14-time Major winner is optimistic with progress after multiple back surgeries

USA captain’s assistant Tiger Woods talks at a  Presidents Cup press conference  at Liberty National Golf Club  in Jersey City. Photograph:  Elsa/Getty Images

USA captain’s assistant Tiger Woods talks at a Presidents Cup press conference at Liberty National Golf Club in Jersey City. Photograph: Elsa/Getty Images

 

Tiger Woods admitted on Wednesday that he may never play competitive golf again owing to his well-publicised back problems. The 14-times Major champion was back in the public eye for the first time since pleading guilty to a reckless driving charge last month as a US vice-captain to Steve Stricker at the Presidents Cup.

“I don’t know what my future holds,” Woods said. “We’re taking one step at a time, it’s a process and I’m in no hurry. My timetable is basically what my surgeon says. I’m hitting 60 yard shots, very straight right now.”
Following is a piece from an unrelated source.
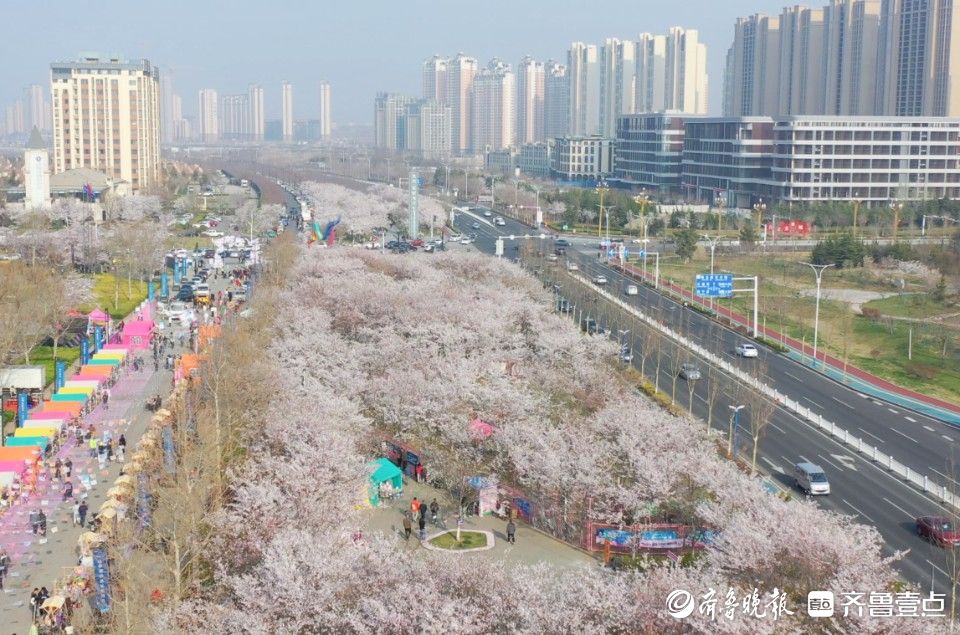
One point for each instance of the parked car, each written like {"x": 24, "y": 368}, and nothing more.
{"x": 811, "y": 479}
{"x": 746, "y": 349}
{"x": 938, "y": 530}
The 41-year-old last played in early February at the Dubai Desert Classic, where he shot a first-round 77 before having to withdraw owing to back spasms. Woods subsequently underwent back surgery in April, the fourth such procedure he has undergone since 2014.

Woods said: “The pain’s gone, but I don’t know what my golfing body is going to be like, because I haven’t hit a shot yet. So that’s going to take time to figure that out and figure out what my capabilities are going forward.”
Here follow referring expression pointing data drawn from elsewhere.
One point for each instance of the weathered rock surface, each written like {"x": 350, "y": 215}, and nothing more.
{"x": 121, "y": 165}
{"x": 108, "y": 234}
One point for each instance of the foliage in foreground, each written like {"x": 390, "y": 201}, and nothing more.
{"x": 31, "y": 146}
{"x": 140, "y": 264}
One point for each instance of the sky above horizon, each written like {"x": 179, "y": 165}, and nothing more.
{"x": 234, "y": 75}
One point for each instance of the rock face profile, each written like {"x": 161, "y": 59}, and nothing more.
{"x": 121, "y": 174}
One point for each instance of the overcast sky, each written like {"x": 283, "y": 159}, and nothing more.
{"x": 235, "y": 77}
Woods was no less equivocal when asked about the unprecedented wave of protest across the American sporting landscape since Donald Trump’s extraordinary attack on NFL players who kneel in protest during the national anthem in a speech in Alabama on Friday night.

“There’s a lot of unrest right now, whether it’s political or racial in this country,” Woods said. “

“Hopefully, things can be healed, we can progress as a nation and come together, not just only in the near future but for perpetuity.”
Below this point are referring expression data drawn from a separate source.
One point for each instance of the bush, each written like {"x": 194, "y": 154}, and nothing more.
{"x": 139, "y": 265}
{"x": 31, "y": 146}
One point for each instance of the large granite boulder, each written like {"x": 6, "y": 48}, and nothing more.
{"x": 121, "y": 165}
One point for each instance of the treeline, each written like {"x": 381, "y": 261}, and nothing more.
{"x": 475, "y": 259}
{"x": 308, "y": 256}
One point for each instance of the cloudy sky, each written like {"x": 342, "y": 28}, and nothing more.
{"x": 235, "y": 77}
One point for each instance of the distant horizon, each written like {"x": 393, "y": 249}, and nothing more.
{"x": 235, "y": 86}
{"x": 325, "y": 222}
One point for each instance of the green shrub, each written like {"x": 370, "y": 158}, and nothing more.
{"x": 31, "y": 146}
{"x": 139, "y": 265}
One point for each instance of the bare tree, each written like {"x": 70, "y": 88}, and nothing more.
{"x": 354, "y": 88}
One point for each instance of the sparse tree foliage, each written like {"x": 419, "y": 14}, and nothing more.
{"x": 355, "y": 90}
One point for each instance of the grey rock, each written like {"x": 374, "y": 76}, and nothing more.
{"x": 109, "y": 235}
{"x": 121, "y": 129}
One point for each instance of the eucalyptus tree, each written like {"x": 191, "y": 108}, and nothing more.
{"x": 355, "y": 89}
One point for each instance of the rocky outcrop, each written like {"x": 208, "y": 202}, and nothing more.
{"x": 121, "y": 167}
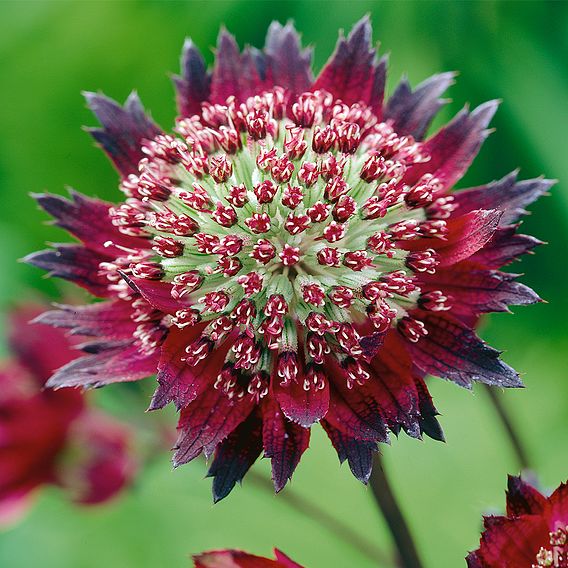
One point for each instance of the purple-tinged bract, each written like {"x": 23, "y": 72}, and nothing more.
{"x": 292, "y": 253}
{"x": 533, "y": 533}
Woods’s remarks came after more than 200 NFL players kneel, sit or pray during the anthem in response to Trump’s incendiary comments, a climactic cycle for a movement that began with the solitary demonstration of quarterback Colin Kaepernick, then with the San Francisco 49ers, who silently took a knee before a pre-season game 13 months ago.

Trump’s rhetoric has drawn rebuke from beyond the gridiron. The NBA star LeBron James, arguably America’s most influential athlete today, called the president a “bum” and said on Monday: “The people run this country, not one individual. And damn sure not him.”

The biennial Presidents Cup starts on Thursday at Liberty National in Jersey City, just across the Hudson River from president’s hometown. The PGA Tour commissioner, Jay Monahan, said on Tuesday that Trump was expected to attend, most likely on Sunday. “[Trump’s] people have been out and have taken a good hard look at the property. We’re thinking he is going to come out, but he hasn’t yet confirmed.

Trump would be the first sitting chief executive to attend the Presidents Cup since Bill Clinton attended in 2000 at Robert Trent Jones Golf Course in northern Virginia. Clinton, Barack Obama and George W Bush were slated to attend the opening tee shot at Liberty National on Thursday.